On the New York Stock Exchange (NYSE) on the 17th (local time), the Nasdaq Golden Dragon China Index (HXC) plunged 2.38 percent from the previous day. The index follows 98 Chinese companies listed in the U.S. On the same day, Chinese Internet company Tencent’s Tencent Music fell 12.3 percent, while Alibaba, Baidu and Jingdong fell 4.9 percent, 2.8 percent, and 3.6 percent, respectively.

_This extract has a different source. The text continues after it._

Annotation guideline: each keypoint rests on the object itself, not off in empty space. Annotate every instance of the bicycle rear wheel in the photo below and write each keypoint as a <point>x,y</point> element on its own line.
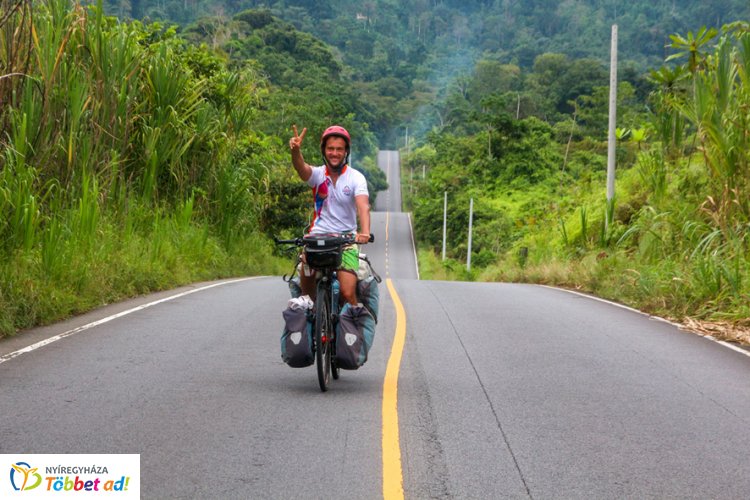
<point>323,336</point>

Earlier in the day, the Chinese stock market also plunged. The Shanghai Composite Index fell 2.0 percent and the Shenzhen Composite Index fell 2.09 percent on Wednesday.
Concerns have grown that the economic recovery will be dampened as China’s industrial production and retail sales indicators, which were announced on the 16th, fell low in July. Then, when the Chinese government announced on the 17th that it had newly established regulations on the prevention of Internet irregularities, “regulatory risks” rose again.
In addition, pressure from the U.S. authorities is weighing on the market. Gary Gensler, chairman of the U.S. Securities and Exchange Commission (SEC), warned, “Many investors in the U.S. are not familiar with Chinese companies. The Chinese government’s political and sudden regulations could change the investment environment rapidly.”